# Colin Linden slide playing



## JHarasym (Mar 27, 2007)

I find it interesting the way Colin switches between slide and fretting on this :


----------



## cbg1 (Mar 27, 2012)

g


JHarasym said:


> I find it interesting the way Colin switches between slide and fretting on this :



great take ... this one seemed unavailable for a while...thanks for sharing

there was a good one of linden with sonny landreth and steve dawson doing a version of congo square....unfortunately it disappeared a while back...


----------



## GuitarPix (Jan 11, 2007)

I noticed Sonny Landreth also doing that kind of switching so I’ve been working on it - but of course still nowhere near as smooth as Colin or Sonny - but is fun to try


----------



## Dorian2 (Jun 9, 2015)

First time I've seen these guys.

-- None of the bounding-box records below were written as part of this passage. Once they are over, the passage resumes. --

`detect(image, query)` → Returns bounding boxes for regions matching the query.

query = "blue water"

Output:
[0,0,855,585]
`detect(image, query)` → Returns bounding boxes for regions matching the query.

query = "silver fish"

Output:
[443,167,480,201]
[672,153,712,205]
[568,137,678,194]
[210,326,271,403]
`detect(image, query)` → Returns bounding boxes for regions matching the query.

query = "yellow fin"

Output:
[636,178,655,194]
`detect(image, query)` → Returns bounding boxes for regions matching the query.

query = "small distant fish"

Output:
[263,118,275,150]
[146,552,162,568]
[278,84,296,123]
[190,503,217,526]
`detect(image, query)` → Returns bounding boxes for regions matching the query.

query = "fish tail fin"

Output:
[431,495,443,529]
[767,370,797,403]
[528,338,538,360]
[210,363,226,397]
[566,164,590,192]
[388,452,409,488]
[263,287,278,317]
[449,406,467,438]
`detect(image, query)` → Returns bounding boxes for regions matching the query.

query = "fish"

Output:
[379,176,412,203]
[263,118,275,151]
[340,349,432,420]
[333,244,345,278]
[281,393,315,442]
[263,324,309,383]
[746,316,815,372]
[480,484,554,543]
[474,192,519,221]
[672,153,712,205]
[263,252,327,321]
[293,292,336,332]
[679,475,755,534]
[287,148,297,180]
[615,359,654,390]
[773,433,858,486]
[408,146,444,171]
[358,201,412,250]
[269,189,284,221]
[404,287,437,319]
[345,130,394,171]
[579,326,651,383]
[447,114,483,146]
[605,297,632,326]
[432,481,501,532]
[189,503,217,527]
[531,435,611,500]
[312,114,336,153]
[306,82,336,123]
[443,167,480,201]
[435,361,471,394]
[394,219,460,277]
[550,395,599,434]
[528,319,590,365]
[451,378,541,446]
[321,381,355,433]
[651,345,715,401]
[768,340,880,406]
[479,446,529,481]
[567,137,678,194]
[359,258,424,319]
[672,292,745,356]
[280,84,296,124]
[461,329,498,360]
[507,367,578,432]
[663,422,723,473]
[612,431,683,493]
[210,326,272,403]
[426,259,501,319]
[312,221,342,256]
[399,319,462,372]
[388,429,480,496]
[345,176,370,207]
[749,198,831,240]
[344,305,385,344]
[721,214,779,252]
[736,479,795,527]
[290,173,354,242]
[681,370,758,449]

Not a Country guy but appreciate the tones and playing. Love the way that guys LP sounds on this. I'm going to have to find a Rig rundown or something. Love it!!


----------



## Sneaky (Feb 14, 2006)

They aren’t really country, despite the name. Check out their albums.


----------



## Dorian2 (Jun 9, 2015)

Haha. Just did.


Sneaky said:


> They aren’t really country, despite the name. Check out their albums.


Just did. Still wanna know how he got that Tone though. Sounded great in that context.


----------



## sambonee (Dec 20, 2007)

I’d wager the tone was a 6-12 watt tube amp at about 40%. Seems like he has a trem at one point and a delay or verb perhaps?

Often my clean (all pedals off) tone sounds that way. Also p-90 are a big part.

IMO of course.


----------



## Dorian2 (Jun 9, 2015)

sambonee said:


> I’d wager the tone was a 6-12 watt tube amp at about 40%. Seems like he has a trem at one point and a delay or verb perhaps?
> 
> Often my clean (all pedals off) tone sounds that way. Also p-90 are a big part.
> 
> IMO of course.


I thought I'd heard a Trem there, but I'm pretty unfamiliar because of the style I've been into my entire life. I'm going to give that tune another few listens and try to replicate with my neck and split bridge setup with the BJ. Probably the wrong speaker though (England G12T75)....sorry for going OT @JHarasym

Now about that slide he's using...


----------



## JHarasym (Mar 27, 2007)

He really drives the rhthym in this one


----------



## Swervin55 (Oct 30, 2009)

Dorian2 said:


> I thought I'd heard a Trem there, but I'm pretty unfamiliar because of the style I've been into my entire life. I'm going to give that tune another few listens and try to replicate with my neck and split bridge setup with the BJ. Probably the wrong speaker though (England G12T75)....sorry for going OT @JHarasym
> 
> Now about that slide he's using...


So, you might have to trade your Kramer's/Jackson's/Marshall's/Mesa's for a Junior/R4/R6 and a lower wattage tweed? Come and see me.


----------



## cbg1 (Mar 27, 2012)

Dorian2 said:


> I thought I'd heard a Trem there, but I'm pretty unfamiliar because of the style I've been into my entire life. I'm going to give that tune another few listens and try to replicate with my neck and split bridge setup with the BJ. Probably the wrong speaker though (England G12T75)....sorry for going OT @JHarasym
> 
> Now about that slide he's using...


slide looks like a deep thinwall socket.... usually uses a deluxe reverb some times a pair although i am sure he has a bunch of gems to choose from.


----------



## kat_ (Jan 11, 2007)

Here's his pedalboard.
colin-linden-pedals


----------



## butterknucket (Feb 5, 2006)

I met him in a guitar store many years ago.


----------



## butterknucket (Feb 5, 2006)

Dorian2 said:


> Haha. Just did.
> 
> Just did. Still wanna know how he got that Tone though. Sounded great in that context.


I've found early to mid 50's Les Paul's with P90's tend to sound pretty dark to begin with. Probably a Deluxe Reverb or Princeton Reverb for an amp.


----------